Mais que désigne exactement la notion d’« action » ? Dès le départ, elle impose un certain nombre de distinctions ; en particulier, entre l’action proprement dite (ce que l’on fait) et l’effet qui en résulte (ce qui arrive). Cette distinction implique d’articuler la notion d’action à d’autres — l’intention, la volonté, la responsabilité. Elle est aussi responsable du fait que beaucoup d’analyses modernes fragmentent l’action en une succession d’étapes séparées et ordonnées, gouvernées par une vision causale : l’intention précédant la volonté, la volonté conduisant à la réalisation d’une fin, etc.
Une autre distinction importante renvoie aux articulations disciplinaires — métaphysique, science, morale. Traditionnellement, l’action est le plus souvent reléguée au domaine moral (avec ses prédicats : bien, mal), parfois au détriment d’une approche politique. C’est dans ce cadre que, dans l’Éthique à Nicomaque (texte sur lequel Anscombe revient), Aristote propose différents critères pour identifier l’action humaine. Ainsi, on parle d’action humaine lorsque l’homme en est le principe et qu’il dépend de lui qu’elle se produise ou non.
Action et intention
Après la lecture de l'article sur Aristote, le lecteur saisit mieux la démarche de la philosophe. Il peut ensuite s’atteler à l’essai intitulé « Action, intention et double effet » (1982), qui illustre tout particulièrement le style concis et direct de l’écriture d’Anscombe — que le traducteur souligne à juste titre. Cette écriture est le signe que l’autrice privilégie l’enquête : elle met au jour des problèmes et propose des voies de résolution plutôt que de construire des systèmes complexes.
Mais cet essai permet également de rendre compte de l’importance qu’Anscombe accorde à la question du rapport entre action et intention — cette dernière ayant fait l’objet d’un ouvrage entier, sans doute le plus connu de la philosophe du point de vue du public français.
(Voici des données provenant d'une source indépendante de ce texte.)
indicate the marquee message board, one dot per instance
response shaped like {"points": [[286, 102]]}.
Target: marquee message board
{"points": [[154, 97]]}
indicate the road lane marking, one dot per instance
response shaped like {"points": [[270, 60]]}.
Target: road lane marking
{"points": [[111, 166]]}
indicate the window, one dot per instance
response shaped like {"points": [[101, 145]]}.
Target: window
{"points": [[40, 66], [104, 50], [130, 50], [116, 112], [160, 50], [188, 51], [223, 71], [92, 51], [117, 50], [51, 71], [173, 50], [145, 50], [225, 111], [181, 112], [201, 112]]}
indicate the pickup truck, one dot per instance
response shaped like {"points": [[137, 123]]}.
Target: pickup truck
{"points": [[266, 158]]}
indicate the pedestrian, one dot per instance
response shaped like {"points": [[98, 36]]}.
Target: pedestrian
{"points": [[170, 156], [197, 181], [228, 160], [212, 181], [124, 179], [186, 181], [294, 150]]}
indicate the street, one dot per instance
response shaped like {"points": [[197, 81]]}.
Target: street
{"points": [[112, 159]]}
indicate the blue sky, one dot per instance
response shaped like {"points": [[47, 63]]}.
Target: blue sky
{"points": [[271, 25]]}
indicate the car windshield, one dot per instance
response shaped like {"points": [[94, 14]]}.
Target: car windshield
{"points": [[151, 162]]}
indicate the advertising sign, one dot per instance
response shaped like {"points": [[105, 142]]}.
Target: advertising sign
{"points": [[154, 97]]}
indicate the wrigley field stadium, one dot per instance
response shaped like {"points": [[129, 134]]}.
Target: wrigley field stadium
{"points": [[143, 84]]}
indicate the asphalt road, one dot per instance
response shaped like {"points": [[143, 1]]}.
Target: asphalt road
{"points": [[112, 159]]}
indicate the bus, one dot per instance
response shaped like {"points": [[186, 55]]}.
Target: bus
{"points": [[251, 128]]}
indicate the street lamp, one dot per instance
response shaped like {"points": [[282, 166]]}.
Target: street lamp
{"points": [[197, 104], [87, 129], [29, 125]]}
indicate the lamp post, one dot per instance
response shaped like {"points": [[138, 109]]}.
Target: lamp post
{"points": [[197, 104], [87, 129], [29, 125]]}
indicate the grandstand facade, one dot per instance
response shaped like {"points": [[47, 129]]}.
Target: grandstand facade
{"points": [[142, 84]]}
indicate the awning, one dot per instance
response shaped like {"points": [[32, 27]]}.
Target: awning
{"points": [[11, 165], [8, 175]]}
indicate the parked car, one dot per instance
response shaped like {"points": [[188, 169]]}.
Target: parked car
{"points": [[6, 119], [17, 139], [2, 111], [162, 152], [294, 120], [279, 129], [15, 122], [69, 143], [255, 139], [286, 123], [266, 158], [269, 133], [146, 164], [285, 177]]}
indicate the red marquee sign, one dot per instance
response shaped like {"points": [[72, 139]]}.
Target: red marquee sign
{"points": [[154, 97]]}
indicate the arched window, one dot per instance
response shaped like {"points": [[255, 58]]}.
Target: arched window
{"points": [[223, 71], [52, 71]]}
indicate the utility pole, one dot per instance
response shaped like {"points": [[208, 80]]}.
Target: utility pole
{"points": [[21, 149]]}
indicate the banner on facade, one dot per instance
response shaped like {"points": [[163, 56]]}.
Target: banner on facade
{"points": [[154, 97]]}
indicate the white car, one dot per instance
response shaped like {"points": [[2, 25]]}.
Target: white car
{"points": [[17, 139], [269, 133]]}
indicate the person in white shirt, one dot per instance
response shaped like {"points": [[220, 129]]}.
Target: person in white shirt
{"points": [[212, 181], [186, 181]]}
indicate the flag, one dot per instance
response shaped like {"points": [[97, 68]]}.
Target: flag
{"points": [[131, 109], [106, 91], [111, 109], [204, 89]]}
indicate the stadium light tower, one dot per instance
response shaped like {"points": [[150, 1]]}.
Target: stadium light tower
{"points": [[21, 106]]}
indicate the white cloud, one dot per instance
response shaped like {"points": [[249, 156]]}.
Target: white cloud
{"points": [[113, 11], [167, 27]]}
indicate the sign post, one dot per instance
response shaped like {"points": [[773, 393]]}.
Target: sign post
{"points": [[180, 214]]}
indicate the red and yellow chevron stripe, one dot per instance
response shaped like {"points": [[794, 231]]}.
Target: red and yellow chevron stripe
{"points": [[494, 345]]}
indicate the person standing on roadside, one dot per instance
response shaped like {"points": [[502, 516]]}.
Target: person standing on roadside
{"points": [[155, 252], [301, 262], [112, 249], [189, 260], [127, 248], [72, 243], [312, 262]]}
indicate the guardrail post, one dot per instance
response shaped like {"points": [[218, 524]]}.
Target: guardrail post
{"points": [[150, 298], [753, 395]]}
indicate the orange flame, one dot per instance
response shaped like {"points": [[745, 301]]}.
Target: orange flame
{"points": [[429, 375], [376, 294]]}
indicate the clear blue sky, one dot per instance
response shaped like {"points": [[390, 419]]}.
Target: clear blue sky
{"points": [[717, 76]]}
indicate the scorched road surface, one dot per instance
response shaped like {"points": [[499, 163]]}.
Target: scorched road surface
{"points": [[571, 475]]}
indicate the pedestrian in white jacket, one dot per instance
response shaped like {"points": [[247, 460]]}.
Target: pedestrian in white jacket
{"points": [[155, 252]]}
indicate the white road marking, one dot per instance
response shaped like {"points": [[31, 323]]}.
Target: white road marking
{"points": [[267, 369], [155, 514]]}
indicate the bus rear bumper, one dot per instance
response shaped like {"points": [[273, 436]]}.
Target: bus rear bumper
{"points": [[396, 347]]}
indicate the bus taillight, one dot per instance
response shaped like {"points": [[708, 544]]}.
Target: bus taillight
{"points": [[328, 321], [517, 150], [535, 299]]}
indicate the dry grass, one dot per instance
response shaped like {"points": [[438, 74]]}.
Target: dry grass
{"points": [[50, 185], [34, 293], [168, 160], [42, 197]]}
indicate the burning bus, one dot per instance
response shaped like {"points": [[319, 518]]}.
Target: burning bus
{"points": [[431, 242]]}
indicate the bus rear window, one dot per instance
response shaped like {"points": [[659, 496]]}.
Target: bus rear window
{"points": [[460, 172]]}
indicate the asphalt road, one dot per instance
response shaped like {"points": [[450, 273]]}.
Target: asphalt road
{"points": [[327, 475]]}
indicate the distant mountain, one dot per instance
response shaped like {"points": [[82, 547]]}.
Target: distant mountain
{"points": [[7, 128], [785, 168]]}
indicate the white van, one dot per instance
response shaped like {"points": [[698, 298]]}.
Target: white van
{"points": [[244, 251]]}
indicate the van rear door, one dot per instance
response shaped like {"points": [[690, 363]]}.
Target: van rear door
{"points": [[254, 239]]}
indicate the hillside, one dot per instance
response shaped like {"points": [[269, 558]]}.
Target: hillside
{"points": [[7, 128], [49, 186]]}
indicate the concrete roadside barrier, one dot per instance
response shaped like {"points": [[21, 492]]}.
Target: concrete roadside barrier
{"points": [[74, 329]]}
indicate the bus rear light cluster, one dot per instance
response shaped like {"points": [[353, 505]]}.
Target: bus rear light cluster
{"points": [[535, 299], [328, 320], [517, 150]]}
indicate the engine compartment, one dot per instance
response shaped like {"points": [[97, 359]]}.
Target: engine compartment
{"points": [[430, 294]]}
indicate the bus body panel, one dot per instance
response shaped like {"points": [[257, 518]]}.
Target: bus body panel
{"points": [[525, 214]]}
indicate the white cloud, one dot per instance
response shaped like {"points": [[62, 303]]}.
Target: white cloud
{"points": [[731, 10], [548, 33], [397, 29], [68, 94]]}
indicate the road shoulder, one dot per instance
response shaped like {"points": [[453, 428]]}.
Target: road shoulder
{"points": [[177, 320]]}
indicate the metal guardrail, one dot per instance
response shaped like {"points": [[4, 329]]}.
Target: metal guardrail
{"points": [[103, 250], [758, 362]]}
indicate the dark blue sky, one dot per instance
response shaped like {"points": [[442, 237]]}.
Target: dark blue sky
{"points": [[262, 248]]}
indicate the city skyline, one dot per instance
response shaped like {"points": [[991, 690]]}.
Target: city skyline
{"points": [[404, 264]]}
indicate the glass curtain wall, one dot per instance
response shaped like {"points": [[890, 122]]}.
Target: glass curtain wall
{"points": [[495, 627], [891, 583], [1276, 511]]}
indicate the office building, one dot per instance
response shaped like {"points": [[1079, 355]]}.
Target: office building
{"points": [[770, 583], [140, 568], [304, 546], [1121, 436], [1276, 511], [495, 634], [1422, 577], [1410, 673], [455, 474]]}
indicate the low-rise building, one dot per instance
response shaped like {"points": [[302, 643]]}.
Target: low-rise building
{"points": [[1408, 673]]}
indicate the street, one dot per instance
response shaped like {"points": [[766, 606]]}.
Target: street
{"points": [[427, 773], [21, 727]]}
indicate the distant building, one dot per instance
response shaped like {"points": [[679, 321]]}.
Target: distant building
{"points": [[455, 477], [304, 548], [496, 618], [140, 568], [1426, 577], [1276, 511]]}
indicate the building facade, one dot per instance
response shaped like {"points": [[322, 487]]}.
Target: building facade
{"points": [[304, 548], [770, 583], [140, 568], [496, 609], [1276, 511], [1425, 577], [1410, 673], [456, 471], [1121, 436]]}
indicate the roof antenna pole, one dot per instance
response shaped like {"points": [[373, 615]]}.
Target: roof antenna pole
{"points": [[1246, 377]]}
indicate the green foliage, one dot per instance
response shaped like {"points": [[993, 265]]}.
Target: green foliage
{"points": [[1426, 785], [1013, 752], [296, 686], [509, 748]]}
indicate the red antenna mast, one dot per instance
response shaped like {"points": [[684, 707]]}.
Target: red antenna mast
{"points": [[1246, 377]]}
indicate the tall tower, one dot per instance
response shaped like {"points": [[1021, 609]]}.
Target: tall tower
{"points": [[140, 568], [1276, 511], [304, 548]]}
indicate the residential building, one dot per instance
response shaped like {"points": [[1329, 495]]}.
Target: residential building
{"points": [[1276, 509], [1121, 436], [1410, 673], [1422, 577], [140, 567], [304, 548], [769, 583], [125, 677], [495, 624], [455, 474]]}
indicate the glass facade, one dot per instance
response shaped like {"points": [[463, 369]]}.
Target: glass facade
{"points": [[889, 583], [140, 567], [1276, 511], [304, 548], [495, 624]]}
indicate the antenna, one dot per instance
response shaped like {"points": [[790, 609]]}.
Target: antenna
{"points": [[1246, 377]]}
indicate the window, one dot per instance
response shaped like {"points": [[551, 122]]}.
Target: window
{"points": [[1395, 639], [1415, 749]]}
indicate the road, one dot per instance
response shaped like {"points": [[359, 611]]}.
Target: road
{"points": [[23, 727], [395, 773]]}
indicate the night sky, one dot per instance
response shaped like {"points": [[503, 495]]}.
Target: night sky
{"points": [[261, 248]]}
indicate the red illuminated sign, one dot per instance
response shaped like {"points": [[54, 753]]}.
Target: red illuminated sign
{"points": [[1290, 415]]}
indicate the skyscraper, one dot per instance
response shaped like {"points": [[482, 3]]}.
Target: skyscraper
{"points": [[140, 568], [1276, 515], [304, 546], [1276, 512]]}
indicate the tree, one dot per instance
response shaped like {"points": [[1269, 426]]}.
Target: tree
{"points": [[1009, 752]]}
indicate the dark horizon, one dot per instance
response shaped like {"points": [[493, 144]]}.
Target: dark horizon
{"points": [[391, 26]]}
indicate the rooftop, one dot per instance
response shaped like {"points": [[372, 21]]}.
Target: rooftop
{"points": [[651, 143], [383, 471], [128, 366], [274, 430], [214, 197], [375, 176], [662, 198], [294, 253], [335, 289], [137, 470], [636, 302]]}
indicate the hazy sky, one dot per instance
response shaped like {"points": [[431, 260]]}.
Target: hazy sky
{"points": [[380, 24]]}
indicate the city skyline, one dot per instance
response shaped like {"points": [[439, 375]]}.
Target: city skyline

Le texte soulève la question suivante : faut-il nécessairement associer l’action à la volonté et faire de tout acte un acte volontaire ? Anscombe refuse cette identification réductrice, qui fait basculer tantôt dans la physiologie, tantôt dans la psychologie.
Puisque c’est bien l’action humaine concrète qu’elle analyse et non celle d’un être imaginaire ou abstrait, elle affirme que, par « action humaine », elle entend « une action morale d’un être humain ». En ce sens, « toute action humaine est une action morale ». Et elle ajoute que cette action est « soit bonne, soit mauvaise ». Reste une difficulté : peut-on dire qu’une action est bonne sous un aspect et mauvaise sous un autre ? Pour dissiper cette ambiguïté, Anscombe cite et traduit une formule latine : « une chose est bonne parce qu’elle l’est sous tous les aspects, mauvaise parce qu’elle l’est sous un aspect quel qu’il soit ».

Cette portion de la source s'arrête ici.